However, in some cases it is clear that the observable batch effect is not related to quality. In these cases, the batch effect could be countered when correcting for the real batch but not with Plow (GSE120099) or vice versa a correction with Plow would improve the clustering, but batch correction would not (GSE117970) (Additional file 1). In GSE120099 we even observe a batch-like difference in quality between two groups of samples, which does not correspond to the actual annotated batches, but seems confounded with the group, resulting in the highest value for the Design bias.

Also, a good example for a divergence of batch effect and quality is dataset GSE82177: two very strong outliers skew the PCA plot and we observe a batch effect. When Plow or batch correction is employed, the PCA can be deconvoluted and the points are scattered as expected, but still intertwined. When removing the outliers, the batch correction is not able to differentiate between the groups well; with the quality-dependent outlier removal the clustering is better. However, when we use both Plow and true batch correction, the control and non-tumor samples cluster together and the tumor samples are loose but not close to the others.

In Additional file 2, panel plots similar to Additional file 1 are available for each dataset, showing the correction of the PCA plot with surrogate variables detected by SVA [9]. The first surrogate variable often has similar impact as either the true batch or Plow, while the combination of all surrogate variables together can sometimes outperform the true batch as well as Plow, suggesting artifacts of biological origin in the data: this is the case in GSE117970 and GSE171343, although in the latter Plow can achieve good results when removing an outlier. Vice versa, in some cases the correction with the combined surrogate variables skews the data, most likely, because relevant biological information was identified as an artifact, see GSE82177, GSE162760 and GSE153380. The latter is even skewed by just the first surrogate variable alone, which could be rooted in the unbalanced nature of the dataset.

Overall, although batch effects are not only explained by quality differences, quality-based data correction performs similarly to real batch correction on sample clustering.

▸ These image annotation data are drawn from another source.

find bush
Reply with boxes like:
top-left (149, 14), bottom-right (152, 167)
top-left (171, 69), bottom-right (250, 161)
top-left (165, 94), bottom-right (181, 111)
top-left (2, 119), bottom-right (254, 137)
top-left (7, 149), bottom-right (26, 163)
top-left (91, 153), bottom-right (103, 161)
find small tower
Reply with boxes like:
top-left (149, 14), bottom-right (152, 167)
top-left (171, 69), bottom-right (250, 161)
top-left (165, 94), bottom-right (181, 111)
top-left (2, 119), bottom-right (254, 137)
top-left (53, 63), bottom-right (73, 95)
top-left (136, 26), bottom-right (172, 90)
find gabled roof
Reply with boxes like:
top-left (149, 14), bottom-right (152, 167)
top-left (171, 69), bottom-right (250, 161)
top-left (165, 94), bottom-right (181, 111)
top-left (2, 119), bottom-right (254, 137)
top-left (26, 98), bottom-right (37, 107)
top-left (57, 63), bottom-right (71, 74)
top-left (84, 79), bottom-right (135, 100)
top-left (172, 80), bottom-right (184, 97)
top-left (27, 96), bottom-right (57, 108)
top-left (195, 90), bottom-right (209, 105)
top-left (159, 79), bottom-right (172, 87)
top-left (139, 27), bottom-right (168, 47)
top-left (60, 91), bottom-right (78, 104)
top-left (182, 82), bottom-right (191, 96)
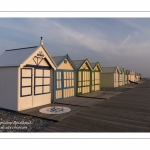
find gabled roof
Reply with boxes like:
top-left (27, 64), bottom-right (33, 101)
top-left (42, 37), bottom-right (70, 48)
top-left (52, 54), bottom-right (77, 69)
top-left (73, 59), bottom-right (92, 70)
top-left (91, 62), bottom-right (102, 72)
top-left (102, 67), bottom-right (120, 73)
top-left (0, 46), bottom-right (38, 67)
top-left (0, 45), bottom-right (56, 67)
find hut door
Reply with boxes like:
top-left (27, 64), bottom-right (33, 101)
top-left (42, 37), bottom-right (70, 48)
top-left (114, 73), bottom-right (119, 87)
top-left (20, 68), bottom-right (33, 109)
top-left (33, 68), bottom-right (51, 107)
top-left (91, 71), bottom-right (95, 91)
top-left (56, 71), bottom-right (74, 99)
top-left (119, 74), bottom-right (122, 86)
top-left (91, 71), bottom-right (100, 91)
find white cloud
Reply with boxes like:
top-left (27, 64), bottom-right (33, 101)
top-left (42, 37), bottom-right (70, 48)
top-left (122, 34), bottom-right (130, 44)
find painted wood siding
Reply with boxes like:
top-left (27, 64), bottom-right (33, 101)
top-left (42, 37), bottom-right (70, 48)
top-left (119, 73), bottom-right (122, 86)
top-left (77, 70), bottom-right (91, 94)
top-left (0, 67), bottom-right (20, 111)
top-left (114, 72), bottom-right (119, 87)
top-left (55, 70), bottom-right (75, 100)
top-left (91, 71), bottom-right (100, 91)
top-left (125, 74), bottom-right (128, 84)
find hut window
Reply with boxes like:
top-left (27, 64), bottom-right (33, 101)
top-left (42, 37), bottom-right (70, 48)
top-left (20, 68), bottom-right (32, 97)
top-left (34, 68), bottom-right (50, 95)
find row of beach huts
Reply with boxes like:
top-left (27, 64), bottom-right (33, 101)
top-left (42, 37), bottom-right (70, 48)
top-left (0, 38), bottom-right (141, 111)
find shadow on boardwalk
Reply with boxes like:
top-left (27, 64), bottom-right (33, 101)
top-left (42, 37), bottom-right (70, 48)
top-left (21, 79), bottom-right (150, 132)
top-left (41, 80), bottom-right (150, 132)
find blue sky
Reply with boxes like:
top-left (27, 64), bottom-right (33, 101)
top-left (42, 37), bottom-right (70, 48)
top-left (0, 18), bottom-right (150, 77)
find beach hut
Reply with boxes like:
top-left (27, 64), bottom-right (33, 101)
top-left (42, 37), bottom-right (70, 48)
top-left (0, 38), bottom-right (56, 111)
top-left (127, 70), bottom-right (131, 84)
top-left (118, 67), bottom-right (123, 86)
top-left (100, 67), bottom-right (121, 88)
top-left (130, 70), bottom-right (135, 82)
top-left (120, 68), bottom-right (125, 85)
top-left (52, 54), bottom-right (76, 100)
top-left (73, 59), bottom-right (93, 95)
top-left (91, 62), bottom-right (102, 92)
top-left (124, 69), bottom-right (128, 85)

In this work we have tested our automated quality analysis tool, seqQscorer, for its capabilities to detect batch effects in the data. Taken as a confounding factor to correct the data for the clustering of the samples, the quality evaluation led to results comparable to the reference method that uses the real batch information.

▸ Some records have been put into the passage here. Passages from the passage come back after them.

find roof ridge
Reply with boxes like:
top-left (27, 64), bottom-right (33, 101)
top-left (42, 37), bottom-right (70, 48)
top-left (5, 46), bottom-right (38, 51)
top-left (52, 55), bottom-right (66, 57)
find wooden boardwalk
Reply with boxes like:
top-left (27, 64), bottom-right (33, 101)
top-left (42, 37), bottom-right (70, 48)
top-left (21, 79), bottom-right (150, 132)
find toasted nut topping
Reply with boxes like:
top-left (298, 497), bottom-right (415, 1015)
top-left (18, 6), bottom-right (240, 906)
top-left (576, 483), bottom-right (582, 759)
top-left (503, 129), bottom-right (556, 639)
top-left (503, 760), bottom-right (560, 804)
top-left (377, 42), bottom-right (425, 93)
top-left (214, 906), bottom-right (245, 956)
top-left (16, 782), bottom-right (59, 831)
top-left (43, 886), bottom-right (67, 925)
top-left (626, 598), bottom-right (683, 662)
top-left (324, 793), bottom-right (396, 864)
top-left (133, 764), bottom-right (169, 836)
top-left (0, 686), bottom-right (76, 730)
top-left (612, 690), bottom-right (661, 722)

We observed that in half of the data there were significant differences in the Plow quality score between the batches. We could observe that Plow would often have similar effects as correcting for the true batch, but also observed a divergence between batch effect and Plow: In some datasets, we would correct for Plow, but the batch effect was still clear, even when we otherwise improved clustering.

It should be noted that even with the correction based on the true batch, the PCA clustering could not always be improved. In fact, only for half of the datasets, a true batch correction would improve the clustering. This may be for a variety of reasons, such as the fact that there may not actually be a significant biological difference between the groups of samples. For example, in GSE162760 we can successfully remove the batch effect with both Plow and true batch correction but the samples do not cluster better by biological group. Also, PCA plots are not always appropriate to observe small changes between samples such as changes due to a disease that impacts the expression of only a few genes.

When correcting with Plow we could observe similar levels of improvement for the clustering and even surpassed the batch correction when removing outliers. However, the selected metrics could be impacted by changes in the number of samples and not only by the clustering of the data points. Such metrics also do not weigh expected and non-expected biological group similarities differently. Nevertheless, the manual inspection of the plots leads to the same conclusion.

When combining the two methods (correcting based on a priori knowledge of the batches and automated quality control), we observed very different outcomes. The combination of the methods could perform better or worse in comparison to the individual approaches. We hypothesize that the improvement of a combination of two confounding factors depends on whether they model different artifacts in the data or not. We did not take into account other confounding factors, since they are generally not well documented in public datasets. Poor results in this study from true batch or quality-based correction could be explained by such unaccounted confounding factors.

Batch effects that would impact data quality, such as effects explained by different handlers, sequencers or reagents during RNA extraction, will most likely be detected by our software [1, 13]. Biological artifacts explained for example by the origin of the tissue or location of sampling would not impact quality, but they can still majorly skew the data [1]. Experiments to investigate sources for such biases, would be best addressed by the wet-lab in charge of the analysis: it would be necessary to perform an NGS experiment with deliberate batches. To have a possibility to observe if these batch effects are related to quality, the files would need to be evaluated by seqQscorer as well as manually by an experienced NGS scientist, for example the RNA Integrity Number (RIN) values should be used as an indicator. Another possibility to approach this would be to do the same experimental setup with batches two times, one time by an experienced handler and one time by a less experienced handler or by inducing errors that will likely impact the quality directly, like not keeping the temperature steady or gradually overreach the given time limits during library preparation.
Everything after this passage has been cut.